After Jeff Lorber has achieved nearly everything in his solo career, the win of a GRAMMY for his Jeff Lorber Fusion recording Prototype in the category of Best Contemporary Instrumental Album was the ultimate acknowledgement of his music.
At the same time this was an incentive to make the next album even better. Keyboard wizard Lorber called again his friends Jimmy Haslip (bass) and Andy Snitzer (sax) to create the new project Impact (2018).
Of course, Lorber also relies on well-known professional musicians from his close circle such as drummers Gary Novak and John Roberts, guitarists Paul Jackson Jr., Michael Thompson and Adam Hawley, and horn specialist David Mann. A concept that has also carried his previous releases.
Sport Coat Makes Good stands under a funky star. Paul Jackson Jr. delivers his appropriate signature rhythm guitar who beats in the tact of the Funk. Lorber conjures on piano and later on Rhodes like no other can. Finally David Mann and Andy Snitzer add their punchy blows.
Pasadena City sets first bassist Jimmy Haslip in the limelight before the others round up the theme. All ends in a festivity of the horn section. A synth bass defines the dynamically fast beat of Citizenship, which provides the wonderful setting in which the formation can brilliantly shine.
Highline fosters in the realm of syncopated horn grooves. Andy Snitzer takes the room with ambitious blows. Between David Mann's horn arrangement is enough place for Lorber's and Snitzer's solos. Opt In doesn't leave it at virtuoso excursions of jazz fusion art but builds up a melodic bow that will delight friends of smooth jazz. The band even deepens the melodic range with the following Quest.
Sunny Sounds is Lorber's promise kept. Also here he is not stingy with his stunning piano runs, which are elegantly bridged with David Mann's wonderful horn arrangements. Companion opens the sky and Lorber's going full throttle on synth bass. This par force ride awakens the spirits with Minimoog and horn inserts.

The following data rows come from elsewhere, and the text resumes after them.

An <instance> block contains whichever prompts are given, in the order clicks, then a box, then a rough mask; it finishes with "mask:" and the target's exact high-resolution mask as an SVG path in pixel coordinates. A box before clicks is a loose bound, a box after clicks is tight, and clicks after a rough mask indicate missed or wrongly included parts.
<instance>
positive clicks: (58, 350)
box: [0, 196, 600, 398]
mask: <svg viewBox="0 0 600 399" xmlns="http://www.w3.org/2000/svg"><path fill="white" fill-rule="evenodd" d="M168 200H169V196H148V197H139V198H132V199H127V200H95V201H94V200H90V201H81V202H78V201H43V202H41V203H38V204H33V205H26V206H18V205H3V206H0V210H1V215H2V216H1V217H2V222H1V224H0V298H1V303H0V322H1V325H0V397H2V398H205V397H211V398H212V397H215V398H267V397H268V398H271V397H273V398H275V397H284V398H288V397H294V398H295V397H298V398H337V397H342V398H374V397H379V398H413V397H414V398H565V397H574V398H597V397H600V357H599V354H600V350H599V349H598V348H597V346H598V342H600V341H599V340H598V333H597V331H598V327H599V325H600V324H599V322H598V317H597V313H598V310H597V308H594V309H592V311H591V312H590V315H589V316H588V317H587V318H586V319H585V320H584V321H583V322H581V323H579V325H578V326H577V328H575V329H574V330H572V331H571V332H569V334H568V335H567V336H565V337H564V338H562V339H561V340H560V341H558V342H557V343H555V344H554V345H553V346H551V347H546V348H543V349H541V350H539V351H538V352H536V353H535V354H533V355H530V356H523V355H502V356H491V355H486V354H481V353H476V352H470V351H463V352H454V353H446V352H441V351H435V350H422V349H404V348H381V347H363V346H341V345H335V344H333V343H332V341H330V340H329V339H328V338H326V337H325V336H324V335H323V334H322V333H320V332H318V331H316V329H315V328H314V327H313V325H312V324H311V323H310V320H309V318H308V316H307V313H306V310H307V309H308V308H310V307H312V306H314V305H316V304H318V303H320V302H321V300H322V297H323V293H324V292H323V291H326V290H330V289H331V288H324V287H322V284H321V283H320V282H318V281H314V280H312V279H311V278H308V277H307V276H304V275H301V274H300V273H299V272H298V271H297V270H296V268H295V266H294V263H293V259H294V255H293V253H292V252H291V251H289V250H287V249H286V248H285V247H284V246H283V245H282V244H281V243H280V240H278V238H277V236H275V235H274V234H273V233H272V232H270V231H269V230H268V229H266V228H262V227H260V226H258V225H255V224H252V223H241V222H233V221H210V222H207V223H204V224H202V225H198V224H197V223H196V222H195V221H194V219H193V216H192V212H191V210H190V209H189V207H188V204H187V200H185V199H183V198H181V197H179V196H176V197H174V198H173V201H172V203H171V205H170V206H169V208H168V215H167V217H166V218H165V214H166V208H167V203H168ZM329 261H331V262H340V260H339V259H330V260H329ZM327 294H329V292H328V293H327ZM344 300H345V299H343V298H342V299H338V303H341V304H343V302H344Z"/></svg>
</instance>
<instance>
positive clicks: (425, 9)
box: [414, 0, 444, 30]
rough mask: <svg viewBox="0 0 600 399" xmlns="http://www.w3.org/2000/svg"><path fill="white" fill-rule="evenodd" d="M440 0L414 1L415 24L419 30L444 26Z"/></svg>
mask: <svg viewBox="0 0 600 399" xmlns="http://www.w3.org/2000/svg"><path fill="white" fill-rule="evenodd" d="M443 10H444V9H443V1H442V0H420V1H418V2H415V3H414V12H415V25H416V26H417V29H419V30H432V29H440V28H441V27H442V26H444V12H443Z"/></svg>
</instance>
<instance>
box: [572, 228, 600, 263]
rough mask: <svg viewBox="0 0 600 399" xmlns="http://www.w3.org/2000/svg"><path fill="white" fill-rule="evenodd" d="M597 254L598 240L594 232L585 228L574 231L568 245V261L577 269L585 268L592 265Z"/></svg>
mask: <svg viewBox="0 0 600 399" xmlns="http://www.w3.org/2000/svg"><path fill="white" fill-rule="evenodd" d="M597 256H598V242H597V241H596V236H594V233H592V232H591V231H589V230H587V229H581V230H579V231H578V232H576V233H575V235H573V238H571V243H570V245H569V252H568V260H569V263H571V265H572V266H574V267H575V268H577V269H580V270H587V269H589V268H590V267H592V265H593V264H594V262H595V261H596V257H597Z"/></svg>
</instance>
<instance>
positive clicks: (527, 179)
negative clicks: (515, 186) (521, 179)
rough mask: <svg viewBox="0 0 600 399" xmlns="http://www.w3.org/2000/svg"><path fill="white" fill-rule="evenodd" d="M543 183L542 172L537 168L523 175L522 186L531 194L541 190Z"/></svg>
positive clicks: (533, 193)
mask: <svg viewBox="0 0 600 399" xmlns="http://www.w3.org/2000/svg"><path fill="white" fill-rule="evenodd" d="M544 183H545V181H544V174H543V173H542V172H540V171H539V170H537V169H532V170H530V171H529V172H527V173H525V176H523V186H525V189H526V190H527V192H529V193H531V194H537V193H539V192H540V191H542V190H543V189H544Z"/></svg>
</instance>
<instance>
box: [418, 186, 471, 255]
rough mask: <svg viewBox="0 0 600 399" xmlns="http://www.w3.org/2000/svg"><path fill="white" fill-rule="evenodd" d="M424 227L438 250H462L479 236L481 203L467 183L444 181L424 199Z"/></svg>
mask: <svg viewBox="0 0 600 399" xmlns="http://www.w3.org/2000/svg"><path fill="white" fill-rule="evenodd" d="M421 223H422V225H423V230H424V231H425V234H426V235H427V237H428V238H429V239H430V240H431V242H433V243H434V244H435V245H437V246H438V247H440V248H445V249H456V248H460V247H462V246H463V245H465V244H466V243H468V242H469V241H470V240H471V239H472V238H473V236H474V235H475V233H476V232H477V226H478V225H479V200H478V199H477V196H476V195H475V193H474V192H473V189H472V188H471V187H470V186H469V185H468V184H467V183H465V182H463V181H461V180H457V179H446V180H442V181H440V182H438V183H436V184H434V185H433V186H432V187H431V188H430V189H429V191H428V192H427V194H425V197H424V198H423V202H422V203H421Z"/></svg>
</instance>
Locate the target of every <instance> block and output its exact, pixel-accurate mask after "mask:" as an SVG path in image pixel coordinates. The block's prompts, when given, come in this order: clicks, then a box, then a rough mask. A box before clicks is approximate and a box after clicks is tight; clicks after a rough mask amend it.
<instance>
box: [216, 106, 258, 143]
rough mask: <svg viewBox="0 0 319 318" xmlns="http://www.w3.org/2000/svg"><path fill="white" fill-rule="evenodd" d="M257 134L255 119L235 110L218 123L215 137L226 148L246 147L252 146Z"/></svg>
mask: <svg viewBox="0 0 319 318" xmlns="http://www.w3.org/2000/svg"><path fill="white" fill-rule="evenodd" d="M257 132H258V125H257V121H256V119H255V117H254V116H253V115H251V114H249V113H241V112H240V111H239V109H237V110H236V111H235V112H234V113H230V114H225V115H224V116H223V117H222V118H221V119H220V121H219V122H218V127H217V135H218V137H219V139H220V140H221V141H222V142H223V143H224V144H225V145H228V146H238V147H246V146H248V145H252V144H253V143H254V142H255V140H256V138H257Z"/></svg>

If anyone has discovered the ideal way to reconcile melody with jazz, it is Jeff Lorber. With Arda and Valinor the lover of harmony will also find access to jazz.
You certainly can't call Jeff Lorber a jazz purist. Although he was influenced by musicians like Weather Report, Herbie Hancock or Chick Corea, he has always looked for his own way to combine jazz with other music styles. So you can find only a few songs on his albums with a stringent focus on bebop or pure jazz fusion. Perhaps the secret of his success lies in the fact that he has seldom ignored harmonic structures.
Having said that, his album Impact turns out to be the ideal of fusion, as Jeff Lorber likes to see him today.